The statement continued: "We are now focusing all available efforts in taking care of our guests and colleagues. We work closely with the Norwegian national and local health authorities for follow-up, information, further testing, and infection tracking ... The initial four crew members that were infected were isolated several days ago because of other disease symptoms, showing no symptoms of COVID-19. They were routinely tested before being admitted to a hospital in Tromso, Norway Friday morning.

"Hurtigruten is in contact with all guests that were on board MS Roald Amundsen's July 17 and 24 departures."

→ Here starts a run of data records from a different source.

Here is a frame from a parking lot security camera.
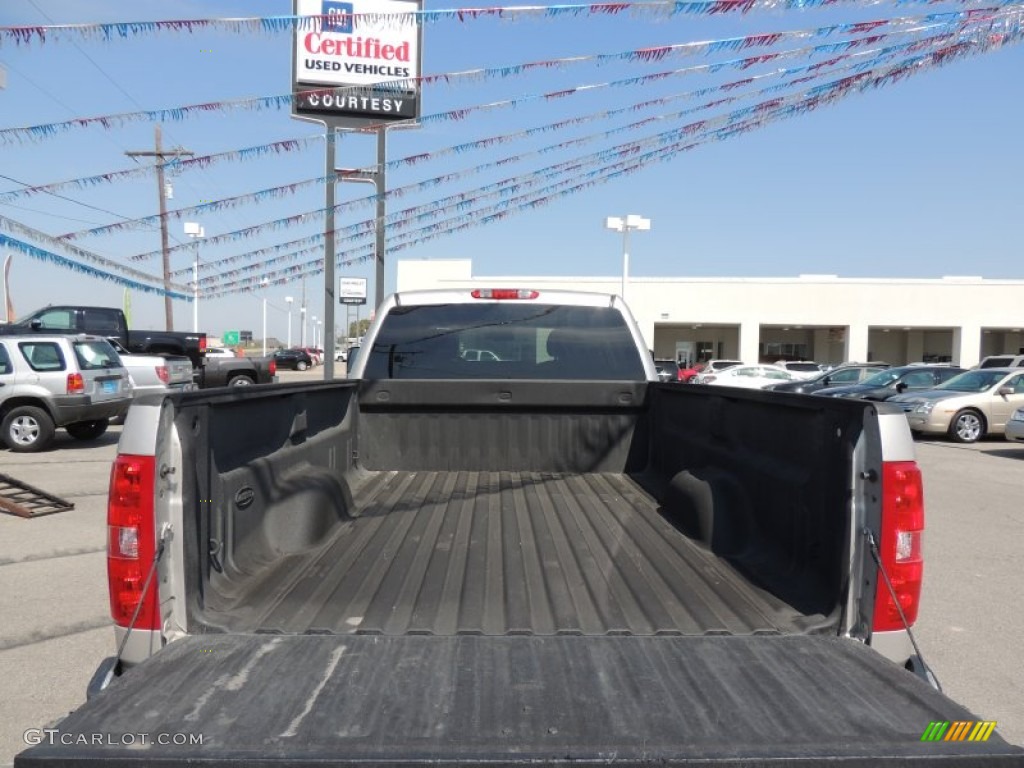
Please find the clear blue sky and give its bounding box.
[0,0,1024,338]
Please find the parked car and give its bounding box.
[679,362,705,384]
[0,305,206,370]
[700,366,800,389]
[273,349,314,371]
[692,360,743,384]
[767,362,892,394]
[0,333,132,453]
[1007,408,1024,442]
[977,354,1024,368]
[889,368,1024,442]
[814,366,965,400]
[775,360,824,379]
[654,359,683,382]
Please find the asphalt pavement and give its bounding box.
[0,397,1024,766]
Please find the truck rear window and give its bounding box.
[73,341,121,371]
[364,302,646,381]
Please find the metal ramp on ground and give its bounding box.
[0,472,75,517]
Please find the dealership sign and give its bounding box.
[338,278,367,304]
[292,0,423,128]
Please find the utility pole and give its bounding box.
[125,125,195,331]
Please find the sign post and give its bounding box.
[292,0,423,380]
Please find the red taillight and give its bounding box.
[470,288,541,299]
[106,455,160,630]
[873,462,925,632]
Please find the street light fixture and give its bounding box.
[285,296,295,349]
[185,221,206,334]
[604,213,650,301]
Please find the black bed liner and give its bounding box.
[204,471,826,635]
[14,635,1024,768]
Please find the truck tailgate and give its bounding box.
[14,635,1024,768]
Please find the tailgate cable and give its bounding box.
[114,524,174,670]
[861,527,942,692]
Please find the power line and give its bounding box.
[0,173,141,221]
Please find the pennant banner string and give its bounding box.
[0,4,1007,202]
[130,9,1015,261]
[58,39,917,243]
[193,47,942,285]
[0,0,1019,45]
[197,27,1006,285]
[0,215,192,290]
[203,29,1022,297]
[59,8,999,241]
[0,133,325,203]
[0,5,1021,143]
[0,232,191,301]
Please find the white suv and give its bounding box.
[0,334,132,453]
[693,360,743,384]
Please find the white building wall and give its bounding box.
[397,259,1024,366]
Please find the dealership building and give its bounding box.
[397,259,1024,367]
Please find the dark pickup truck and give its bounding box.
[14,289,1024,768]
[0,306,206,372]
[199,356,278,389]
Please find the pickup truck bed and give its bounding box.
[214,471,806,635]
[15,380,1024,768]
[15,635,1024,768]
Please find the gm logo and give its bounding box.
[321,0,352,35]
[921,720,997,741]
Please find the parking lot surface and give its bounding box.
[0,405,1024,766]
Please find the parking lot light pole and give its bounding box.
[260,278,270,357]
[185,221,206,334]
[285,296,295,349]
[604,213,650,301]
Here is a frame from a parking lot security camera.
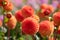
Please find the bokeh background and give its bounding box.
[0,0,60,40]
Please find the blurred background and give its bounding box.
[0,0,60,40]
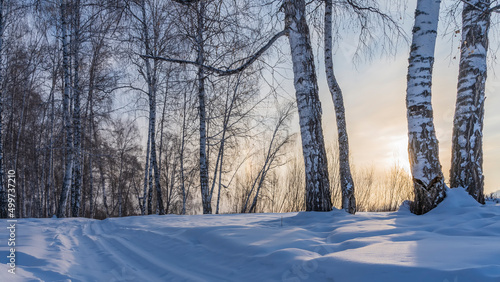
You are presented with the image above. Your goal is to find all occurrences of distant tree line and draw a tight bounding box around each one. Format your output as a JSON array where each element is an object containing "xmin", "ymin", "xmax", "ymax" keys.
[{"xmin": 0, "ymin": 0, "xmax": 494, "ymax": 218}]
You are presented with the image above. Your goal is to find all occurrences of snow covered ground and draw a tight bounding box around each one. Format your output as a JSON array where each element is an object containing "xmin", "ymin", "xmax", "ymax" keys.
[{"xmin": 0, "ymin": 189, "xmax": 500, "ymax": 282}]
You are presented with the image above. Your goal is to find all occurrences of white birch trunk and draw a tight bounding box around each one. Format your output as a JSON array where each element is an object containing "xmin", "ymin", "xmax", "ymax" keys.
[
  {"xmin": 72, "ymin": 0, "xmax": 82, "ymax": 217},
  {"xmin": 57, "ymin": 0, "xmax": 73, "ymax": 218},
  {"xmin": 141, "ymin": 0, "xmax": 165, "ymax": 214},
  {"xmin": 325, "ymin": 0, "xmax": 356, "ymax": 214},
  {"xmin": 0, "ymin": 0, "xmax": 7, "ymax": 218},
  {"xmin": 406, "ymin": 0, "xmax": 446, "ymax": 214},
  {"xmin": 450, "ymin": 0, "xmax": 490, "ymax": 204},
  {"xmin": 284, "ymin": 0, "xmax": 332, "ymax": 211}
]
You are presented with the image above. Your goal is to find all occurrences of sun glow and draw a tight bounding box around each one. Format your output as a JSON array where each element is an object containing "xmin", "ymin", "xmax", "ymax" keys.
[{"xmin": 385, "ymin": 135, "xmax": 411, "ymax": 173}]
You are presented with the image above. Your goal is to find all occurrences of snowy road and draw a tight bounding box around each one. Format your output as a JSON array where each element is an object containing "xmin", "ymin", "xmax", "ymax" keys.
[{"xmin": 0, "ymin": 187, "xmax": 500, "ymax": 282}]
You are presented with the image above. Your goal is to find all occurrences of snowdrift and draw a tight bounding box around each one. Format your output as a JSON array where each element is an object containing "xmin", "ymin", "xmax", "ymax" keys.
[{"xmin": 0, "ymin": 189, "xmax": 500, "ymax": 282}]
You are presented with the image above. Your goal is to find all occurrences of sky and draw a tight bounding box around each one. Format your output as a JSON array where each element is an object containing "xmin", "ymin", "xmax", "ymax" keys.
[{"xmin": 308, "ymin": 1, "xmax": 500, "ymax": 193}]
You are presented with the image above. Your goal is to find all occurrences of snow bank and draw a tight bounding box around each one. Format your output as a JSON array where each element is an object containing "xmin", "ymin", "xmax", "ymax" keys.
[{"xmin": 0, "ymin": 189, "xmax": 500, "ymax": 282}]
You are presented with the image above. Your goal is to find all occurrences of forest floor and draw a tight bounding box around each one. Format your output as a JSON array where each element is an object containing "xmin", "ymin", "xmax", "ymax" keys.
[{"xmin": 0, "ymin": 189, "xmax": 500, "ymax": 282}]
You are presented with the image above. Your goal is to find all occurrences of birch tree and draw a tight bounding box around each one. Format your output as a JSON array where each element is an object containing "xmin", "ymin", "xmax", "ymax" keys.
[
  {"xmin": 0, "ymin": 0, "xmax": 7, "ymax": 218},
  {"xmin": 324, "ymin": 0, "xmax": 356, "ymax": 214},
  {"xmin": 450, "ymin": 0, "xmax": 492, "ymax": 204},
  {"xmin": 71, "ymin": 0, "xmax": 82, "ymax": 217},
  {"xmin": 406, "ymin": 0, "xmax": 446, "ymax": 214},
  {"xmin": 57, "ymin": 0, "xmax": 73, "ymax": 217},
  {"xmin": 284, "ymin": 0, "xmax": 332, "ymax": 211}
]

The line also said that "209 guests from the first voyage and 178 guests from the July 24 departure will self-quarantine in line with Norwegian health authority regulations. Hurtigruten also assists guests with transport, accommodation, food and other needs.

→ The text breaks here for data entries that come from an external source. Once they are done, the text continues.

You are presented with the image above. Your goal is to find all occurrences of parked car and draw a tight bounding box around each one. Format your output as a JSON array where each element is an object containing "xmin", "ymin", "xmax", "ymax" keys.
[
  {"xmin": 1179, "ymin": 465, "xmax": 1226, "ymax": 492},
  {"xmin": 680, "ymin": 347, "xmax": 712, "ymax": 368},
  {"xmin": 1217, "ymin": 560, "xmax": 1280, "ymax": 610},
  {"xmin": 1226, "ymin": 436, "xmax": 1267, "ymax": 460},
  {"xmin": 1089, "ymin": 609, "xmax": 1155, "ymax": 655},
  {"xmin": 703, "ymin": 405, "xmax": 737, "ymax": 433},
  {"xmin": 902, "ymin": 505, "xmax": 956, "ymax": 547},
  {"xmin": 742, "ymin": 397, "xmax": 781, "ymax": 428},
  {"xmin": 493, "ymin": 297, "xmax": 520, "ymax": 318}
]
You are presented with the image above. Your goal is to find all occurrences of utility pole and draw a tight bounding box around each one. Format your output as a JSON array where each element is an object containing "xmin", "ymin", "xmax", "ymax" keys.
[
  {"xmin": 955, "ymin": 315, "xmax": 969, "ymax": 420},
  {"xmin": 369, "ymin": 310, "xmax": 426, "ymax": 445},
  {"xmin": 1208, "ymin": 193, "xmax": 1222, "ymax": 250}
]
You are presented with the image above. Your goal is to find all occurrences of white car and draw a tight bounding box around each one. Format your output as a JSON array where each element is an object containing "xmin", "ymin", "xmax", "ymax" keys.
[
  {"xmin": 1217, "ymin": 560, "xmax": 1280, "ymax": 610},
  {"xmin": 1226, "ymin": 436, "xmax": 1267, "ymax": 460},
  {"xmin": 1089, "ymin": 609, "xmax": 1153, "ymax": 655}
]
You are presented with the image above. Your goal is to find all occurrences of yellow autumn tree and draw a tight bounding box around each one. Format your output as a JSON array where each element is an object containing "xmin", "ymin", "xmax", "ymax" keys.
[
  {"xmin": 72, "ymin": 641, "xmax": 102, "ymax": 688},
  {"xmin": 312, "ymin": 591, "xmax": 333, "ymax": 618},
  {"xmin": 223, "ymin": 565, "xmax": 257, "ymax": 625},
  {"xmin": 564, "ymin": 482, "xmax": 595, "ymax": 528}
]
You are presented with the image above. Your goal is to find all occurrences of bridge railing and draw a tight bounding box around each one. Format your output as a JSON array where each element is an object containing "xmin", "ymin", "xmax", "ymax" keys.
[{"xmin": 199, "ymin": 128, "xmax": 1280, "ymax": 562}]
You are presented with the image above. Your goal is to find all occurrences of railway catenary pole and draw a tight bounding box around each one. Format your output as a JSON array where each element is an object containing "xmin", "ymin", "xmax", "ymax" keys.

"The safety and well-being of our guests and crew is Hurtigruten’s number-one priority. All crew members are closely monitored and screened daily. Non-Norwegian crew members are quarantined before boarding the ship, and non-European crew need to undergo two negative COVID-19 tests before even leaving their home country, Ege says.

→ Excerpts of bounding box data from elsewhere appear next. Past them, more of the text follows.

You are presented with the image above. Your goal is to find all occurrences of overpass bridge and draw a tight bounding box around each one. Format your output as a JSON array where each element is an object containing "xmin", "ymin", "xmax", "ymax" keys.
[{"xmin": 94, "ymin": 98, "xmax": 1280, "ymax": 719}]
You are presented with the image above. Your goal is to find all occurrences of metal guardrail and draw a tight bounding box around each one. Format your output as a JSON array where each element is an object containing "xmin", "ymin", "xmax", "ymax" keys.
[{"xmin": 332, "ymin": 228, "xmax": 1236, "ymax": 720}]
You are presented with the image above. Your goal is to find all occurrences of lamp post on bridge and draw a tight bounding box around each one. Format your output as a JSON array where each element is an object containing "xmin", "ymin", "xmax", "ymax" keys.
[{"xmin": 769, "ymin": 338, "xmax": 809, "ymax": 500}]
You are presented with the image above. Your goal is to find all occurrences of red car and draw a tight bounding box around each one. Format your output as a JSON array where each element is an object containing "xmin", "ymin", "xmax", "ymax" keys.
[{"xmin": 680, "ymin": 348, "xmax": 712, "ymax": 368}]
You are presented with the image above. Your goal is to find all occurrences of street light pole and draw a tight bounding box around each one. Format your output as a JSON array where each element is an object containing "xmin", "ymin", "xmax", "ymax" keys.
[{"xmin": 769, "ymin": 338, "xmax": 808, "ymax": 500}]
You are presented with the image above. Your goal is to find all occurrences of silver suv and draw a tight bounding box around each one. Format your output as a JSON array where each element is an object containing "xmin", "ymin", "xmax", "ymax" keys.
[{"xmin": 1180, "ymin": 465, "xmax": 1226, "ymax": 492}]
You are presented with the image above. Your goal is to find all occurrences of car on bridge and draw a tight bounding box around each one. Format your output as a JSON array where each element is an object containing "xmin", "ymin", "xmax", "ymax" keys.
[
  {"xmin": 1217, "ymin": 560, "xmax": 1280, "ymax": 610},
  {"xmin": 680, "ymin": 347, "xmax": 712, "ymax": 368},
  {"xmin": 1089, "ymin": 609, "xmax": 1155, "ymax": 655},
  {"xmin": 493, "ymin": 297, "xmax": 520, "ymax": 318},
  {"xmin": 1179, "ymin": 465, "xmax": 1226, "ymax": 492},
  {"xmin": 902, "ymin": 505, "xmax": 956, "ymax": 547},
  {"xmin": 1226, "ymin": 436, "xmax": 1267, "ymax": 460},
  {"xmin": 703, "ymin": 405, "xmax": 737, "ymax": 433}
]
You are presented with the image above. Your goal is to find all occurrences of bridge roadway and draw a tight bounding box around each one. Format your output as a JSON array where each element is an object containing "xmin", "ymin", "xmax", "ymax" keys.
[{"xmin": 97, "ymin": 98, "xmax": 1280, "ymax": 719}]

"MS Roald Amundsen was scheduled to sail to Svalbard on Friday afternoon. That voyage is now cancelled. The next cruise with the ship is not planned until September."

In response to the coronavirus outbreak, Hurtigruten has also temporarily suspended all expedition sailings on MS Fridtjof Nansen and MS Spitsbergen until further notice.

Situation on Paul Gauguin

Across the globe in Tahiti, one case of suspected COVID-19 has been detected in a guest on Paul Gauguin Cruises' Paul Gauguin, according to a report published Saturday in The Maritime Executive, which said the French Polynesia High Commission is now in charge of the situation and doing contact tracing; the ship had previously been in Bora BoraSeatrade also reported that after the ship's doctor confirmed the case, passengers were asked to stay in their accommodations and the 332-passenger Paul Gauguin returned to its home port of Papeete, Tahiti. 

Paul Gauguin, in a statement provided to Travel Agent, said: "As required by the health protocol in force in French Polynesia, a double test is applied to all foreign passengers boarding The Gauguin: The first days days maximum before the international flight, the second four days after arrival in French Polynesia.

"The first test of the passenger concerned was negative before her departure from the United States. The second test carried out on board, on August 1, as a self-sampling and then transmitted to the Polynesian authorities, was positive.

"As soon as the Polynesian authorities informed the Captain of The Gauguin of the positive result on Sunday, 2nd of August, the vessel immediately turned around and returned to the departure point of the cruise, Papeete. The passenger, an asymptomatic 22-year-old woman, was immediately taken care of by the medical team on board and confined in a special cabin. As a precautionary measure and in accordance with company protocol, all passengers and crew members were also placed in isolation."

The cruise line adds that the ship arrived in Papeete on Sunday 2 at 8 a.m. (local time) and the passenger and her mother, who were traveling together, were disembarked under sanitary corridor and received in a hotel provided for that purpose.

A new test was carried out on the guest, as well as on all persons who had been in contact with her, including both passengers and crew members. The guest received a positive test result but "all other results are negative, which confirms the quality of the health protocols in force on board," said Paul Gauguin Cruises.

"The teams will organize the disembarkation under sanitary corridor for all passengers, residing in Polynesia or coming from abroad, in the coming hours," the statement continued. "Crew members will be able to remain in quarantine on board for seven days. All passengers and crew members who have been on board will have to be retested within seven days."

Paul Gauguin cancelled the cruise; all passengers will be contacted by the cruise line regarding the cancellation of the cruise and compensation.